This simple Python 3 script:
import urllib.request
host = "scholar.google.com"
link = "/scholar.bib?q=info:K7uZdMSvdQ0J:scholar.google.com/&output=citation&hl=en&as_sdt=1,14&ct=citation&cd=0"
url = "http://" + host + link
filename = "cite0.bib"
print(url)
urllib.request.urlretrieve("http://scholar.google.com" + url, filename)
raises this exception:
Traceback (most recent call last):
File "C:/Users/ricardo/Desktop/Google-Scholar/BibTex/test2.py", line 8, in <module>
urllib.request.urlretrieve("http://scholar.google.com" + url, filename)
File "C:\Python32\lib\urllib\request.py", line 150, in urlretrieve
return _urlopener.retrieve(url, filename, reporthook, data)

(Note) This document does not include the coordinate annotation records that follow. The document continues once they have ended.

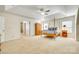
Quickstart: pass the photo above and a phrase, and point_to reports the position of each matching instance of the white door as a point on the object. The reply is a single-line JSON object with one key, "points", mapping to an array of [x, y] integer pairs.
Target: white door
{"points": [[2, 29]]}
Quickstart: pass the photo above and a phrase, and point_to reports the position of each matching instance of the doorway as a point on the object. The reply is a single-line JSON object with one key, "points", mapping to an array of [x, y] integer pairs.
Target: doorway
{"points": [[2, 29], [25, 28]]}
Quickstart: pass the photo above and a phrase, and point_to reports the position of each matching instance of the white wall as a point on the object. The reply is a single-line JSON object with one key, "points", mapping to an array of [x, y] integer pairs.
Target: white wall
{"points": [[12, 26]]}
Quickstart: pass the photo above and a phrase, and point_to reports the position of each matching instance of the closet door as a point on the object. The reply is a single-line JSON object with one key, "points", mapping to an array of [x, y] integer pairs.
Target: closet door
{"points": [[2, 29], [38, 29]]}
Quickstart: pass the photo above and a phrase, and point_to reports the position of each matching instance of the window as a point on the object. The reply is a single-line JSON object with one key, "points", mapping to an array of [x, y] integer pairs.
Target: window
{"points": [[45, 26], [68, 25]]}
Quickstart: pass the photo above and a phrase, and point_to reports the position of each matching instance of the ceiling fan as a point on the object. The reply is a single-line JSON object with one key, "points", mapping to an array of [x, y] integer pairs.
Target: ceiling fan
{"points": [[44, 11]]}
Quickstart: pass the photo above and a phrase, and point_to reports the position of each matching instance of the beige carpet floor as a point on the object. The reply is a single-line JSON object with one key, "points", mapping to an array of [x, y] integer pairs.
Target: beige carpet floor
{"points": [[40, 45]]}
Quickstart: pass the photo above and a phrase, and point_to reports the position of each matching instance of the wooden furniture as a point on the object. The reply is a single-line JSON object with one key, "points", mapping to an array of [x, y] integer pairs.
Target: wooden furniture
{"points": [[64, 33], [38, 29]]}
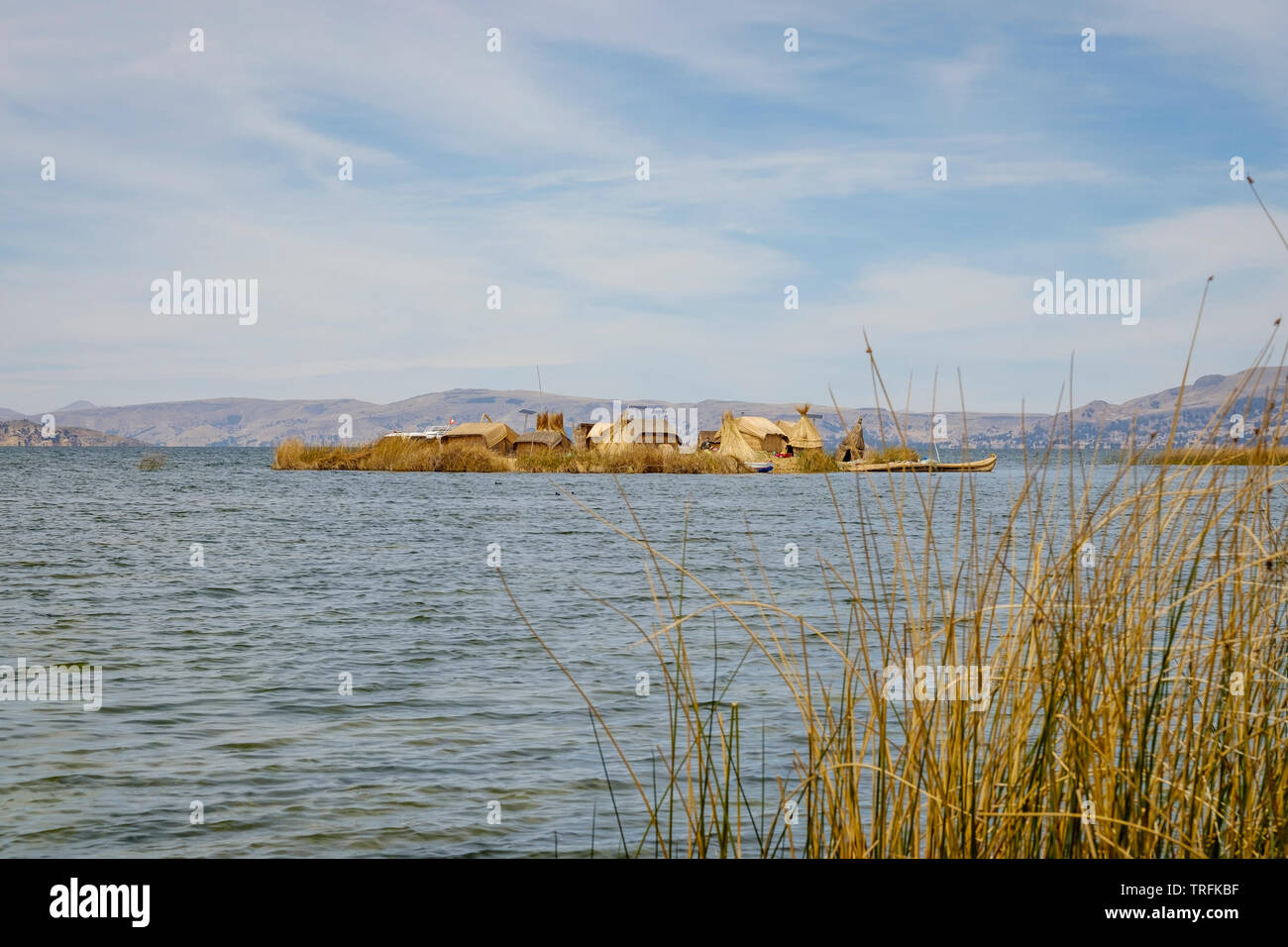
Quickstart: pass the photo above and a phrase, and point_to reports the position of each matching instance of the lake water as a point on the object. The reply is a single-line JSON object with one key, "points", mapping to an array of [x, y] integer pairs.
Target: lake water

File "C:\Python32\lib\urllib\request.py", line 1569, in retrieve
fp = self.open(url, data)
File "C:\Python32\lib\urllib\request.py", line 1541, in open
raise IOError('socket error', msg).with_traceback(sys.exc_info()[2])
File "C:\Python32\lib\urllib\request.py", line 1537, in open
return getattr(self, name)(url)
File "C:\Python32\lib\urllib\request.py", line 1715, in open_http
return self._open_generic_http(http.client.HTTPConnection, url, data)
File "C:\Python32\lib\urllib\request.py", line 1695, in _open_generic_http
http_conn.request("GET", selector, headers=headers)
File "C:\Python32\lib\http\client.py", line 967, in request
self._send_request(method, url, body, headers)
File "C:\Python32\lib\http\client.py", line 1005, in _send_request
self.endheaders(body)
File "C:\Python32\lib\http\client.py", line 963, in endheaders
self._send_output(message_body)
File "C:\Python32\lib\http\client.py", line 808, in _send_output
self.send(msg)
File "C:\Python32\lib\http\client.py", line 746, in send
self.connect()
File "C:\Python32\lib\http\client.py", line 724, in connect
self.timeout, self.source_address)
File "C:\Python32\lib\socket.py", line 386, in create_connection
for res in getaddrinfo(host, port, 0, SOCK_STREAM):
IOError: [Errno socket error] [Errno 11004] getaddrinfo failed
I can open the url that results from the print
statement just fine:
What is causing this? I tried changing http://
to http:///
(three slashes), but the same exception is raised.
Here's your problem:
urllib.request.urlretrieve("http://scholar.google.com" + url, filename)
You're adding the http://scholar.google.com
part twice (url
already starts http://scholar.google.com
). Therefore urillib
thinks you're asking for a page on scholar.google.comhttp
-- needless to say, this domain does not exist. Which is exactly what your error says.
Just request url
obviously.
Handy hint to find this kind of thing faster in the future: when adding a print
statement for debugging, be sure to print the actual value you are using in the command you're debugging. You would have found this in approximately two seconds if your print
statement had also concatenated the base URL.